By Mark Wede—

KALAMAZOO, MI — The classic roots reggae of The Meditations is nearly four decades old, but it’s still relevant, Ansel Cridland feels.
MeditationsThe latest lineup of The Meditations, L-R: Daddy Lion Chandell, Ansel Cridland, Laury Webb.courtesy photo

Cridland — also known as Ansel Meditation — will bring the latest version of the group he helped form in Jamaica to headline Friday night at the Island Festival. They will be on the Arcadia Creek Festival Place stage at 10 p.m., June 20.

In “Tricked,” Cridland’s 1976 hit for The Meditations — it became a hit after being banned by many Caribbean stations — he protested the violence among residents in the island “ghettos.”

“Only the ghetto is on fire…. It’s only we who have been fighting/It’s only we who have been dying,” he sang.

With a voice that is still pure Jamaica, speaking from his home in New York City, Cridland said he is still roots, because “the music is a healin’, yah mon.”

People need healing, Cridland said, siting the recent U.S. shootings in the news and the violence he’s seen happen on Jamaica stages.

“If you notice what animals do in the jungle, they feed off of each other, they eat each other,” he said. “I see the music change so many of them, it gives them hopes and a new way to live their life.”

Cridland had been recording music since 1967. In 1974 he got together with Danny Clarke and Winston Watson as The Meditations to record “Woman Is Like a Shadow.” It became a hit on the islands, and eventually made its way to England, where there’d been a huge boom in reggae’s popularity.

Bob Marley was living and recording in London at the time. He returned to the island in 1977.

“Danny come to find me downtown … to tell me Bob Marley was looking for me. I say, ‘You crazy.

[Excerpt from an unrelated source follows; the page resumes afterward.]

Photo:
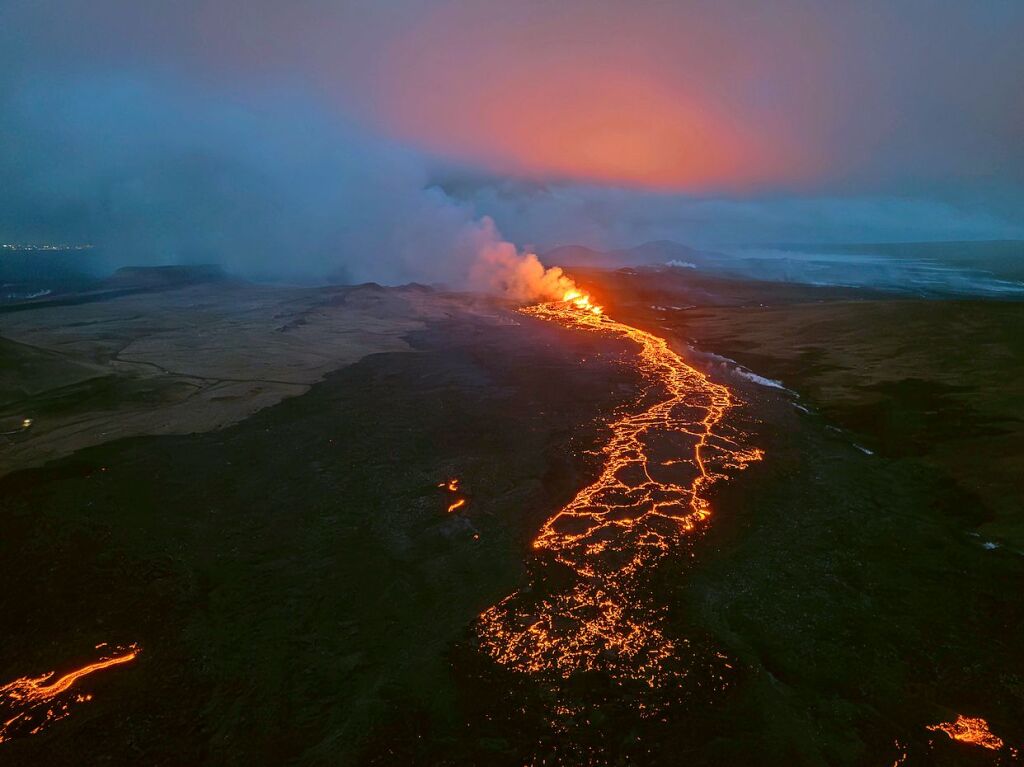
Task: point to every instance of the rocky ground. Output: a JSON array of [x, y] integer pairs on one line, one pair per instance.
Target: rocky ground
[[244, 481]]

Bob Marley?'” Cridland found that Marley had heard “Woman is Like a Shadow” in London, “and he was crazy about the song and the group,” he said.

Marley hired the trio as backup singers on his songs “Blackman Redemption,” “Punky Reggae Party” and “Rastaman Live Up.” The Meditations also performed with Marley at the famed 1978 One Love Peace concert.

2014 Island Festival 
When: 11 a.m.-12:30 a.m. June 19, 11 a.m.-1:30 a.m. June 20, 11 a.m.-1:30 a.m. June 21
Where: Arcadia Creek Festival Place
Cost: Thursday, $5 4 p.m.-7 p.m.; $10 after 7 p.m.; Friday-Saturday, $7 4 p.m.-7 p.m.; $10 after 7 p.m.
Contact: contact@islandfestkalamazoo.com
On the Web: islandfestkalamazoo.com
The Meditations in earlier time
The Meditations in earlier time

Cridland said that Marley became a good friend of the group, and wanted to produce their next album, but The Meditations were tied up with label negotiations. While on tour in the U.S.,  Cridland heard that Marley had terminal cancer. “It was a great loss, you know.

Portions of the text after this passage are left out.